There’s a group of conservative evangelicals staying home from G.O.P. campaign headquarters and quietly planning to pull levers for third party candidates this November. This time it’s not McCain that bothers them; it’s the vice-presidential candidate he chose just for them. It’s not that Sarah Palin isn’t conservative and pro-life and it’s not that she doesn’t look and talk a lot like they do. It’s that she’s a woman.
Christians like Doug Phillips of Vision Forum Ministries say that Christians are sacrificing Biblical standards to embrace John McCain (an “unacceptable candidate” with a “horrific… left-wing, anti-family, track record") and Sarah Palin, who apparently “calls for some of the more radical feminist reforms advanced by a vice presidential candidate in history." Voddie Baucham asks, “Are we saying that pro-family means one thing when we’re in church, but something else when we’re trying to beat the Democrats?"
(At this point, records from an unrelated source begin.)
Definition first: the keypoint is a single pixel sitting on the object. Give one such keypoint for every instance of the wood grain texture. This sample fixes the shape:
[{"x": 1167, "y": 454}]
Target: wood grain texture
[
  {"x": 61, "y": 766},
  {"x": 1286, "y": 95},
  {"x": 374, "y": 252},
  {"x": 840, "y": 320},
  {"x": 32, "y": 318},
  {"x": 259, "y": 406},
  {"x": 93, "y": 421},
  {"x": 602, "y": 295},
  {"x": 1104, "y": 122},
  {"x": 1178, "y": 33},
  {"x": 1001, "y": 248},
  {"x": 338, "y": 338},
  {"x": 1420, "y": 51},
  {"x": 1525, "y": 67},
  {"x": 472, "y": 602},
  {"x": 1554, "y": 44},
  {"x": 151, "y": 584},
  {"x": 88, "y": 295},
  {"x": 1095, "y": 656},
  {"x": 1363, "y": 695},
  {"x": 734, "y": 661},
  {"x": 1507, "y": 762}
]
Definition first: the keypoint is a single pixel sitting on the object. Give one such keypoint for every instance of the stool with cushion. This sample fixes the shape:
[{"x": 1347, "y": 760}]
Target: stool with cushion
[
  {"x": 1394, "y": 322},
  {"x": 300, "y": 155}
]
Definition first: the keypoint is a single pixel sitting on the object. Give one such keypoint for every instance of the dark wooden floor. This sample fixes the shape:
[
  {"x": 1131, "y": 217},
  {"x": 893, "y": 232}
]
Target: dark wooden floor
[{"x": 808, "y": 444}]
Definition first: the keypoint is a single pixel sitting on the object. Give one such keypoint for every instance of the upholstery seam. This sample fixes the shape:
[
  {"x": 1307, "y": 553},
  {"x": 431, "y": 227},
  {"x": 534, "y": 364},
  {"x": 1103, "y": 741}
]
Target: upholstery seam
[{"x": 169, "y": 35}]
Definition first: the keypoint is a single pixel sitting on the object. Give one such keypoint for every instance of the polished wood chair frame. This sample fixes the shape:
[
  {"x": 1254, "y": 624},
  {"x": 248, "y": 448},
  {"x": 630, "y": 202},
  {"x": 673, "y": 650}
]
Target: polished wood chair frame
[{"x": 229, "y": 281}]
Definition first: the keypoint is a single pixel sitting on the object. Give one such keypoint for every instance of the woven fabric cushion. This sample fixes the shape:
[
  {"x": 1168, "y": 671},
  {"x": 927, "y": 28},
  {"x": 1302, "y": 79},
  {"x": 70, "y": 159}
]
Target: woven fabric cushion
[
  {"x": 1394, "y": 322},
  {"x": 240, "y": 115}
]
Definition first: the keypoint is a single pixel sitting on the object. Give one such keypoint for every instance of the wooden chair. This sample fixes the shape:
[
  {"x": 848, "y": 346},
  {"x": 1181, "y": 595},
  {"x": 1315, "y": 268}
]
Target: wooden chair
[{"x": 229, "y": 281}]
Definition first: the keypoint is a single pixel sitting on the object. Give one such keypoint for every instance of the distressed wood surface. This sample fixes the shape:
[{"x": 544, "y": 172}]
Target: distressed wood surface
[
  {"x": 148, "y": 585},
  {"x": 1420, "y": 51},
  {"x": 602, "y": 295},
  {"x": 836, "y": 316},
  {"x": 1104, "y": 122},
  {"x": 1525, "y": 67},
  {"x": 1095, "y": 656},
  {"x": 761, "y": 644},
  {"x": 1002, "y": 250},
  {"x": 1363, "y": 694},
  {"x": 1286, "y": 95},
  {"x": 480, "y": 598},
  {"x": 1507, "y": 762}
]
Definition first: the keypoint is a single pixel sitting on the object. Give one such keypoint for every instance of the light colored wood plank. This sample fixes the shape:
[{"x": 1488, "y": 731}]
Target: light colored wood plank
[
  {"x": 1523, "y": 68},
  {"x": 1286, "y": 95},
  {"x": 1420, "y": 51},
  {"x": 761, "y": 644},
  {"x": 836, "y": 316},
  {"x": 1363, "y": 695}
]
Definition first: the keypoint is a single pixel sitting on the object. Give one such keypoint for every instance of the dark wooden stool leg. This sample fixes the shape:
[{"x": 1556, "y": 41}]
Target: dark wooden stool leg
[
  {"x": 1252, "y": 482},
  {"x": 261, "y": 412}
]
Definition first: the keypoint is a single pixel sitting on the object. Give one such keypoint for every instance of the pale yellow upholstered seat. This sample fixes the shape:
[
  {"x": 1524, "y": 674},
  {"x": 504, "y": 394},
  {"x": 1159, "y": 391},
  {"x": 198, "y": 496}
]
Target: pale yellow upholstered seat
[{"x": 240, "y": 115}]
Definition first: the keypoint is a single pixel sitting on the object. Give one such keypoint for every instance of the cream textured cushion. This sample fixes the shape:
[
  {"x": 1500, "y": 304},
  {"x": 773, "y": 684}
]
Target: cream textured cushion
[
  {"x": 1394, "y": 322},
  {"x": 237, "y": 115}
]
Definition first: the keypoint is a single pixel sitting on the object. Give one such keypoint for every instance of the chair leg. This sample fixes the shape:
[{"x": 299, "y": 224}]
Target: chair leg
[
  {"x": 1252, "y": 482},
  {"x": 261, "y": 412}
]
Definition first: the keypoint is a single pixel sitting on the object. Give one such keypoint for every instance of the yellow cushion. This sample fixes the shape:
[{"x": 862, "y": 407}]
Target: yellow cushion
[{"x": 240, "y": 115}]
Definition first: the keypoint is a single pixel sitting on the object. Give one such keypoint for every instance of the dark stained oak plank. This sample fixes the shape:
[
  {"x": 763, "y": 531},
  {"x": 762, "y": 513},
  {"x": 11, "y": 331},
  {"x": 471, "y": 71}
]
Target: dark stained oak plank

They’re a fringe of one of Christianity’s fringes, but since major news sources find it fascinating and other Christians might find themselves muddled if they tried to articulate an answer, it’s time to address the problem.
They actually bring up a valid point: Can she handle the jobs of vice-presidency and mom? It’s a legitimate question for any voter—Christian or non-Christian, feminist or not —and it’s one I hope both McCain and Palin considered carefully. Not only is it unfair to her kids if she’s too busy running the country to raise them, it’s also unfair to the country if she’s too busy raising her kids.
While the question is valid, the theology prompting it is flawed. It’s the perennial problem of creating sharp dichotomies where none exist and twisting proof texts from ancient times to apply to modern times.
Vision Forum Ministries draws the dichotomy in its intro to “the most thoroughly-researched and best-reasoned article on the subject in our lifetime.” Either “the Bible alone establishes the complete and authoritative ethical standards for selecting civil magistrates,” or “American Christian voters must look to some man-divined standard other than the Bible.”
Vision Forum sides with the first of course, and they say that the “ethical standard” is male leadership in all spheres of life—not just church and home but also politics and the civil sphere. Since any New Testament scriptures about male leadership apply only to the church or the home, they go back to Exodus 18:21 and Deuteronomy 1:13, both of which, they note, use the word “men” when describing the kind of character civil magistrates should have.
First, these verses don’t prohibit women from being civil magistrates. They simply assume that the civil magistrates will be men. They don’t expressly, explicitly exclude women. They simply neglect to include them, which makes sense for the patriarchal culture thousands of years ago and far less sense today, since Christianity itself has promoted women’s worth and equality.
Second, these verses apply to an Old Testament theocracy, and (fervently, sincerely thank God) we’re no longer living in one. It’s helpful to classify Old Testament law according to three categories: moral law (don’t sleep with your sister), ecclesiastical law (sacrifice animals to atone for your sin) and civil law (stone rebellious children). Moral law lasts. Ecclesiastical and civil law passed away. Neither of these verses even rise to the level of civil law. In Exodus, it’s not God talking but Moses’ father-in-law giving some paternal advice. In Deuteronomy, it’s Moses recounting the instance in Exodus—not claiming to speak for God but reminding Israel of what he advised them earlier.
While there may be other reasons not to vote for Sarah Palin, Exodus and Deuteronomy aren’t one of them. A vote for Palin is not (as stated in the most thoroughly-researched and best-reasoned article on the subject in our lifetime) a vote to “undermine the authority of God’s law" and "corrupt the Word of God.”